A metà degli anni Settanta il professor Adelio Bianchi condusse una breve campagna di scavi e pubblicò i suoi studi in un volumetto oramai introvabile. Del castello si sapeva ben poco, qualche notiziola riportata dal Sormani e da Cesare Cantù, oramai datate e confinate in un ambito più letterario che propriamente storico, tipico degli interessi romantici dell’Ottocento. Il Bianchi non ebbe unicamente il merito di ricostruirne l’architettura, ma confrontando la pianta con quella di altri fortilizi ipotizzò l’intervento di maestranze e mastri muratori sassoni. Le geometrie del Castelasc di Cuasso sono infatti molto simili al castello di Warkworth di Nothumberland in Inghilterra, ricostruito nel 1440, ma impostato sullo schema originale, appunto di origine sassone.
Da allora é nato un certo interesse intorno al castello e al suo destino. Lo sosteneva negli anni Novanta il sindaco Marino Sturaro introducendo una riedizione dello studio del Bianchi. Lo confermavano cittadini di Cuasso quando si mobilitarono nel 2001 per chiedere al Municipio la pulizia del sito. Tra il 2002 e il 2006 comparvero le ricerche aggiornate di Roberto Corbella e Matteo Colaone, il primo in un volume dedicato ai fortilizi della provincia mentre il secondo sulla rivista edita dall’Associazione Culturale Terra Insubre.

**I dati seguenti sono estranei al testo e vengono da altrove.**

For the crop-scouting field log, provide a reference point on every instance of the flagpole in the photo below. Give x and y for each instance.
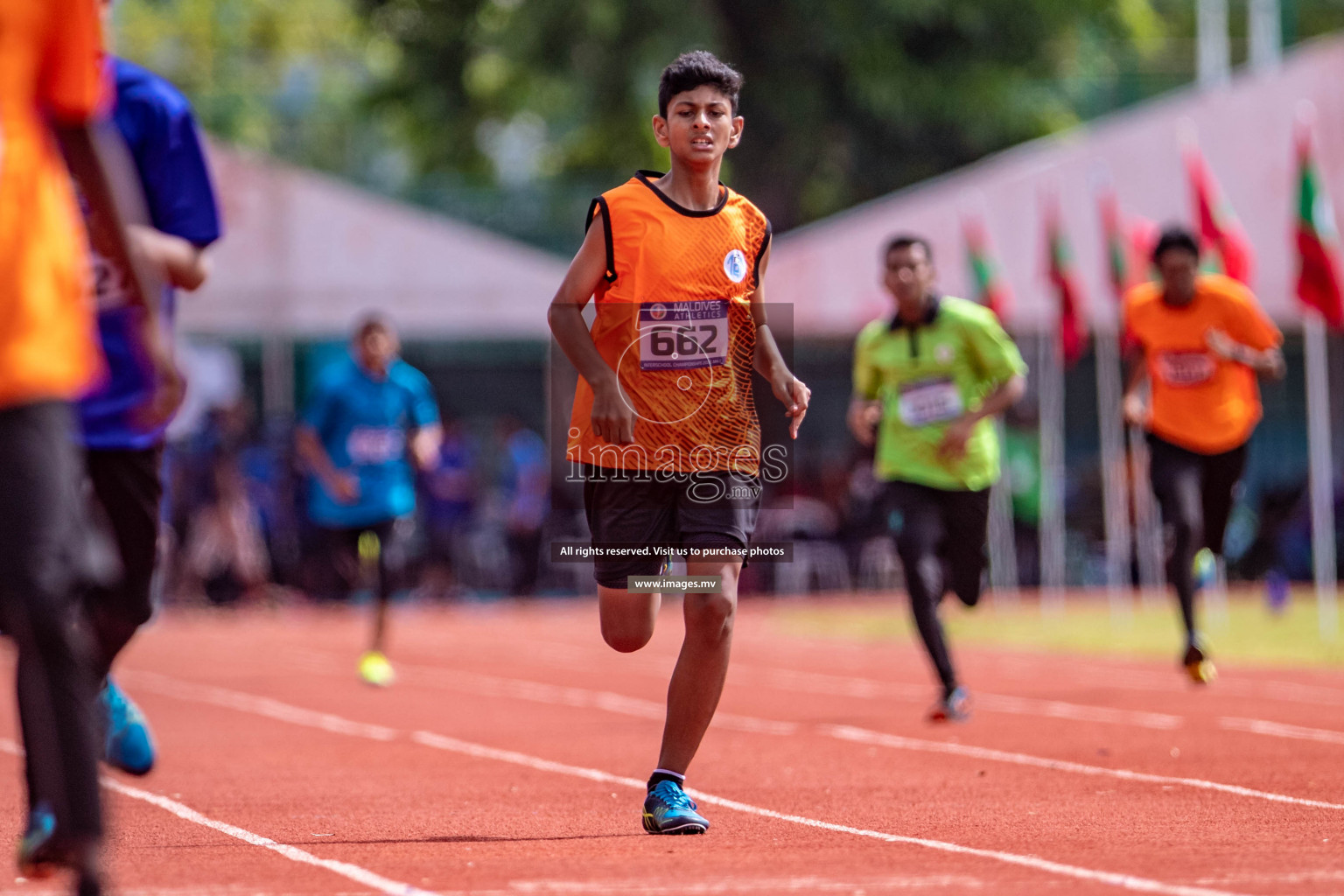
(1321, 473)
(1003, 546)
(1148, 537)
(1115, 484)
(1051, 396)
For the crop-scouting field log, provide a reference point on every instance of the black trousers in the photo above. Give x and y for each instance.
(1195, 494)
(42, 569)
(128, 485)
(344, 570)
(941, 544)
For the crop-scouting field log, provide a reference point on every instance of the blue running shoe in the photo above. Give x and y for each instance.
(955, 707)
(128, 745)
(668, 810)
(38, 853)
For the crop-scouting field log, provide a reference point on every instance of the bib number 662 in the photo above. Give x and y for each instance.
(666, 341)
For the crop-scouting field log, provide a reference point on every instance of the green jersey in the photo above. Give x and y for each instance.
(928, 375)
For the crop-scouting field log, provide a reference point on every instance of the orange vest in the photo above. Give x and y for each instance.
(1201, 402)
(674, 320)
(50, 65)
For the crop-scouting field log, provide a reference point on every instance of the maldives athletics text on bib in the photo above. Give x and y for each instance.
(677, 336)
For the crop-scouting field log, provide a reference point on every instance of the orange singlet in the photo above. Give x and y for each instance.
(50, 66)
(674, 320)
(1201, 402)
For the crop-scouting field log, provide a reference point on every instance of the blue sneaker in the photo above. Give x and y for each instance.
(668, 810)
(39, 855)
(955, 707)
(128, 745)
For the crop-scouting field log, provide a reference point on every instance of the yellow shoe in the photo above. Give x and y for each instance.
(375, 669)
(1198, 667)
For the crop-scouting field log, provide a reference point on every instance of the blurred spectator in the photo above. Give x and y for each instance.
(225, 554)
(526, 489)
(449, 507)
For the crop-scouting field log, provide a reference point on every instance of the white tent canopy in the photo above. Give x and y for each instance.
(305, 256)
(830, 270)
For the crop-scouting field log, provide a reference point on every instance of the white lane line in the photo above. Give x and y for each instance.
(480, 751)
(805, 682)
(875, 690)
(895, 742)
(1117, 679)
(579, 697)
(732, 886)
(628, 705)
(248, 703)
(1126, 881)
(1280, 730)
(346, 870)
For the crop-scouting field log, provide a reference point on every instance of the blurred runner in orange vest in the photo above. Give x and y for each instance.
(1203, 339)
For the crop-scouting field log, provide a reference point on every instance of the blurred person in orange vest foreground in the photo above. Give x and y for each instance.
(1200, 340)
(52, 88)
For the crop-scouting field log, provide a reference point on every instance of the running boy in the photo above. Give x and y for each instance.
(371, 416)
(927, 384)
(664, 426)
(1201, 339)
(52, 88)
(124, 449)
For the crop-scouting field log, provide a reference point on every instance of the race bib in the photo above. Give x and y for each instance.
(927, 402)
(677, 336)
(375, 444)
(1186, 368)
(109, 284)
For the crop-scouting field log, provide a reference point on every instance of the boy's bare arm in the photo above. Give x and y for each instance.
(769, 361)
(613, 418)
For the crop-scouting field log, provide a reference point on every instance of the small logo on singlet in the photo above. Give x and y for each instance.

Nel 2004 le associazioni Amici della Terra e Italia Nostra si attivarono per proporre un intervento di messa in sicurezza del sito, ma senza troppo successo. La motivazione era chiara: “Il Castello rappresenta una testimonianza irrinunciabile della storia del territorio varesino. Deve essere fatto ogni sforzo per conservarne l’integrità. È un valore non rinunciabile, è la radice originaria della più antica storia di una parte della nostra terra”.